Unions' decline shows as Wall Street shrugs over telecom talks
More than 60,000 wireline employees of AT&T Inc. and Verizon Communications Inc. are now working without contracts as talks between management and the unions remain deadlocked.
Yet investors and analysts are paying less attention to the labor disputes than they once did, a testament to the shrinking importance of the landline businesses -where most of unionized employees work.
In years past, strikes made Wall Street jittery. In 2000, as more than 80,000 Verizon walked out for more than two weeks, the shares fell 11 percent while the Standard & Poor's 500 Index gained 3 percent. Since then, Verizon and AT&T shares have seen less of a selloff during labor strife, as the telecom giants have focused on wireless, where employees are typically not in unions. In 2011, when 45,000 of Verizon's landline workers walked off the job for 15 days, the stock rose.
"It's not like years and decades ago when the unions can make demands and hold Verizon's feet to fire," said Todd Lowenstein, a money manager with HighMark Capital Management. "The world has changed."
Today's Verizon gets 29 percent of its revenue from landlines, while the company directs growth capital toward wireless and Internet-delivered content. In 2000, wireline accounted for 67 percent of revenue. AT&T, meanwhile, sees 43 percent of its revenue from wireline versus 77 percent in 2000. And AT&T just completed its $48.5 billion takeover of DirecTV, making it the No. 1 pay-TV provider in the U.S.

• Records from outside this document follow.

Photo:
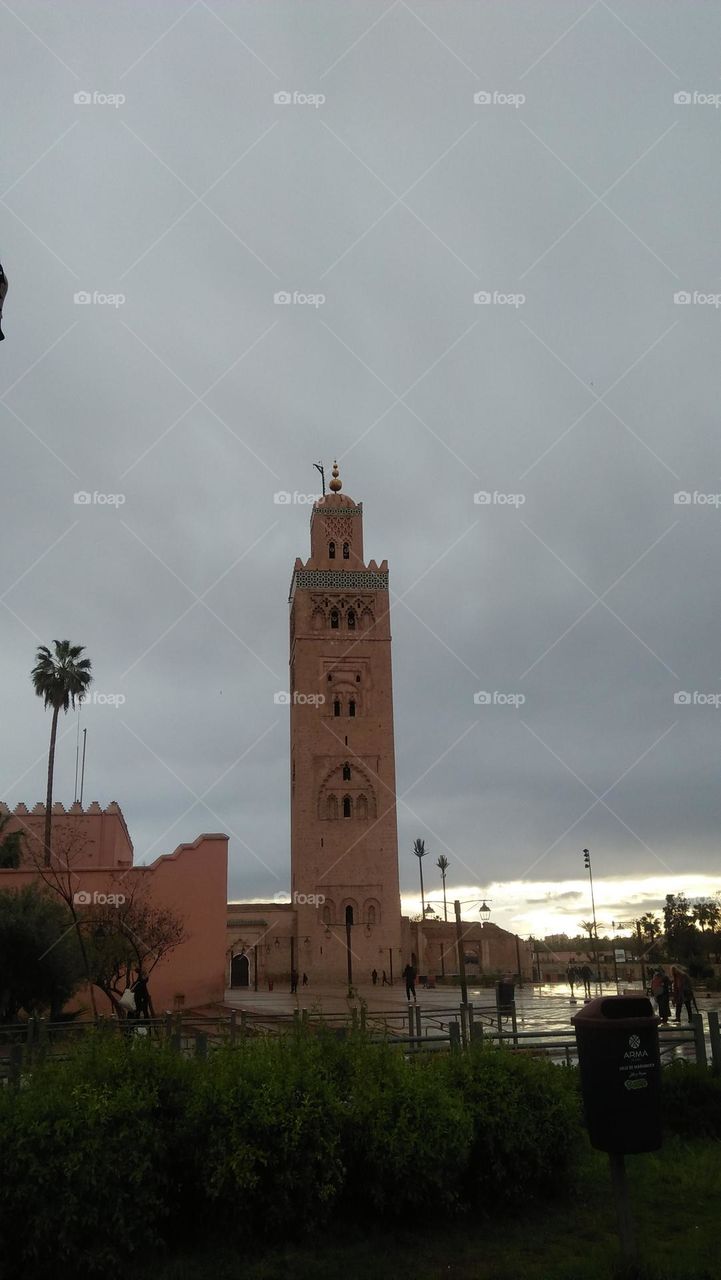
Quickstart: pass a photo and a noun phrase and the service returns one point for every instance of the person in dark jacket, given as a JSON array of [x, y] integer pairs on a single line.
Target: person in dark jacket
[[3, 292], [410, 978], [140, 992]]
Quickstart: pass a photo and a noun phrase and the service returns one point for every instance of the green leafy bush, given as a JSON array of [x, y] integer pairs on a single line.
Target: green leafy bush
[[526, 1121], [690, 1098], [265, 1119], [91, 1157], [127, 1146], [406, 1138]]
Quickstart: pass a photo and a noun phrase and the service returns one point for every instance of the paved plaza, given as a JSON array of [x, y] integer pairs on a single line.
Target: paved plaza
[[537, 1008]]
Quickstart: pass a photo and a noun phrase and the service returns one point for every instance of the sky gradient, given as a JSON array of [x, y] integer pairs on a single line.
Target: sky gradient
[[497, 225]]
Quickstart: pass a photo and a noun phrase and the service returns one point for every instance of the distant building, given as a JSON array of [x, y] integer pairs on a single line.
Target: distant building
[[343, 914], [94, 856], [342, 918]]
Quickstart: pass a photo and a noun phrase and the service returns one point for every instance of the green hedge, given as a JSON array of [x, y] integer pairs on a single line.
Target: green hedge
[[126, 1147]]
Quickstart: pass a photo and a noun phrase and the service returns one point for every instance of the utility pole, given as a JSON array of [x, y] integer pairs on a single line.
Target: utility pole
[[460, 949], [587, 864]]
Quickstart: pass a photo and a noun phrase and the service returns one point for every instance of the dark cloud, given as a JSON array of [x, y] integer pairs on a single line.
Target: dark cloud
[[197, 398]]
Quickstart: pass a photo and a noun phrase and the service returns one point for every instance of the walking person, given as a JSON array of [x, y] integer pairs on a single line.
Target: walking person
[[3, 292], [683, 991], [140, 992], [410, 978], [661, 992]]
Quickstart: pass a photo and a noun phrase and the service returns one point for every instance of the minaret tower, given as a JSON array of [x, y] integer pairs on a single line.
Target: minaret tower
[[343, 832]]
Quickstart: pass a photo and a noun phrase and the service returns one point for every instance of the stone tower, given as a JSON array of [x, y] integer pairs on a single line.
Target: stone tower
[[343, 833]]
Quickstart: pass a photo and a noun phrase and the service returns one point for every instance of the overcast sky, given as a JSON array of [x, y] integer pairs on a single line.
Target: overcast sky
[[575, 200]]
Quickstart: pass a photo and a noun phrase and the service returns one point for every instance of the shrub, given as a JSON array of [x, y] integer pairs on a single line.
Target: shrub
[[526, 1123], [126, 1146], [690, 1100], [406, 1139], [267, 1121], [91, 1156]]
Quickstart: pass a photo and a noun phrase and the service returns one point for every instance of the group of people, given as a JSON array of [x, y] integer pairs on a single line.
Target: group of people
[[576, 974], [679, 987]]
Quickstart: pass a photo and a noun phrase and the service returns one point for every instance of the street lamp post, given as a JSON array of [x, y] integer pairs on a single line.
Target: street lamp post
[[419, 850], [461, 956], [587, 864]]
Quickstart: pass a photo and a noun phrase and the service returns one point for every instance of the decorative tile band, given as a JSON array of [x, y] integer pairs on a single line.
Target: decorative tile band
[[340, 580], [338, 511]]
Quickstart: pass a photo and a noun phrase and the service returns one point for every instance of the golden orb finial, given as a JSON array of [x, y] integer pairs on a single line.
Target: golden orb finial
[[336, 481]]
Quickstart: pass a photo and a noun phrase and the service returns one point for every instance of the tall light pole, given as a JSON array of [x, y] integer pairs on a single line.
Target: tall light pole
[[442, 863], [587, 864], [419, 850]]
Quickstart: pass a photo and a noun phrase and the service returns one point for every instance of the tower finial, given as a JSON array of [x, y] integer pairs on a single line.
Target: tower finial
[[336, 481]]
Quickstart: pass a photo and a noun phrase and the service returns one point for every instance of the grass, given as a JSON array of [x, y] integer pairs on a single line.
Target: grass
[[676, 1203]]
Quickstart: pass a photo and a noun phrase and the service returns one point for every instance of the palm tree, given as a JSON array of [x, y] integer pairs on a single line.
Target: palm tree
[[419, 850], [442, 863], [58, 677]]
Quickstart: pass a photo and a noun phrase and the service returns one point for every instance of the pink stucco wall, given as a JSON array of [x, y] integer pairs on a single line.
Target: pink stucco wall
[[191, 882]]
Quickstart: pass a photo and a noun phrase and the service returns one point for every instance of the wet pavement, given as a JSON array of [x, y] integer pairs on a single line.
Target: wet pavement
[[538, 1009]]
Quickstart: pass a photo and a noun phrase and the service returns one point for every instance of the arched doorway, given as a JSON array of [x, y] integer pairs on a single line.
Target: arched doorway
[[240, 970]]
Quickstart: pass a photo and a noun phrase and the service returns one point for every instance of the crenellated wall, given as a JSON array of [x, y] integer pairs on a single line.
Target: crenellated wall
[[191, 882], [95, 836]]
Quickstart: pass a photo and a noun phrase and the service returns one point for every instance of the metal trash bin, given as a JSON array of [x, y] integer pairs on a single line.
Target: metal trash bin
[[620, 1070]]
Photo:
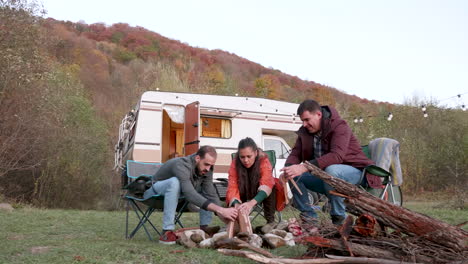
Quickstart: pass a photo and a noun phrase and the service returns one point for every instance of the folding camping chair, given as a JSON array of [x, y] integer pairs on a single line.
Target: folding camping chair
[[134, 170], [385, 153]]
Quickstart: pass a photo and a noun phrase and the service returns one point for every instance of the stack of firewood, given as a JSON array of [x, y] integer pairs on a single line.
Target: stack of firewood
[[381, 233]]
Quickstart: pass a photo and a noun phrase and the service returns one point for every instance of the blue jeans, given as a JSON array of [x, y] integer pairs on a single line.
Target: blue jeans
[[170, 189], [313, 183]]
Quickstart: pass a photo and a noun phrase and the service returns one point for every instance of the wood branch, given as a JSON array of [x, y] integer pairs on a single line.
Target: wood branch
[[397, 217], [244, 223], [366, 225], [262, 251], [367, 260], [263, 259], [345, 230], [247, 254], [230, 228], [295, 186]]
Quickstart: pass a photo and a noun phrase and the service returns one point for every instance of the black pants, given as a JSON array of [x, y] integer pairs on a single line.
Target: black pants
[[269, 206]]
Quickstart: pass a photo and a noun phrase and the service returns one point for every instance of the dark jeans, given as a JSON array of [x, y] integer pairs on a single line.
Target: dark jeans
[[269, 206], [308, 181]]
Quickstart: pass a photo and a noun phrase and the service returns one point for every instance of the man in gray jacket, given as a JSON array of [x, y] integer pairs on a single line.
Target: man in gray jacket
[[193, 176]]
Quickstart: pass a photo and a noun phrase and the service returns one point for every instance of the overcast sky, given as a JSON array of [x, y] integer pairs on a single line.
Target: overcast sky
[[380, 50]]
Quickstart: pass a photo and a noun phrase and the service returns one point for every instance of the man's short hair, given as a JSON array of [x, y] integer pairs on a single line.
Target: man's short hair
[[308, 105], [207, 149]]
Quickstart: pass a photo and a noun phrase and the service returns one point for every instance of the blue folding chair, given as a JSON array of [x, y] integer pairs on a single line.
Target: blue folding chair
[[135, 170]]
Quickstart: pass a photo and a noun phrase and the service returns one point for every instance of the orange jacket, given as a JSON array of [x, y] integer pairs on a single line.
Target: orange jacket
[[266, 180]]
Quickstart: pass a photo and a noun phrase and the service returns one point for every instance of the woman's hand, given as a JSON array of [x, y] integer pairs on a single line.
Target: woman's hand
[[246, 207]]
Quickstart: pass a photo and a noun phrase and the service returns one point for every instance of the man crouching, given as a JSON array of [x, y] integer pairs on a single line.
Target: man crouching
[[193, 176]]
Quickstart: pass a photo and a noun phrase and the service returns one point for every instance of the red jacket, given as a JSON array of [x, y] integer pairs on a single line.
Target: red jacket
[[339, 146], [266, 180]]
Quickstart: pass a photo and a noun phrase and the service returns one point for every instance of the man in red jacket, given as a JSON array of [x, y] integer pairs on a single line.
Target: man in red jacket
[[326, 141]]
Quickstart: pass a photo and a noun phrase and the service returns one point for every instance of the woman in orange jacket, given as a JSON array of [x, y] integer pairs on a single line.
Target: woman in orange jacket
[[251, 181]]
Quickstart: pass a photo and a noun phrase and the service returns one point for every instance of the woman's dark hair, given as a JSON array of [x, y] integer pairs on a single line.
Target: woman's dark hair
[[248, 178], [308, 105]]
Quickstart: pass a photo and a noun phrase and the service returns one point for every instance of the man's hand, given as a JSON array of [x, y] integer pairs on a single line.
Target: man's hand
[[246, 208], [293, 171], [229, 214]]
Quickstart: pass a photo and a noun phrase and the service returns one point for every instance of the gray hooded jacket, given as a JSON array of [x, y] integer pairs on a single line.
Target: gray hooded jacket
[[197, 189]]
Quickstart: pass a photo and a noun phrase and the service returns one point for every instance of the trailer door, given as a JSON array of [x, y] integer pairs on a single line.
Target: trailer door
[[192, 116]]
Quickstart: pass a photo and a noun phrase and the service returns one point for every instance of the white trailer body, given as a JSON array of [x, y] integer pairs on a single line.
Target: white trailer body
[[167, 124]]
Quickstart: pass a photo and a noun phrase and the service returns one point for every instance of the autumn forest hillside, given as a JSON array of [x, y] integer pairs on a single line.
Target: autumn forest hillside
[[64, 87]]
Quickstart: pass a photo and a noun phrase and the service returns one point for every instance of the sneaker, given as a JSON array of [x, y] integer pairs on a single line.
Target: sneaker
[[168, 238], [210, 230], [309, 220], [338, 219]]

While Verizon and AT&T employees have worked without a contract before -for more than a year for Verizon workers in 2011-2012 -- the threat of a strike isn't a drag on the stocks like it once was, Lowenstein said. Verizon has climbed 1.7 percent since its contracts with the Communications Workers of America expired Aug. 1. AT&T is up 1.3 percent since Aug. 8, when its contract with the union expired.
"The problem with the traditional landline business is the high fixed costs, including labor costs," Lowenstein said. One reason HighMark likes Verizon is because it has diversified away from landlines, he said. The firm has $16 billion of assets under management, including Verizon shares.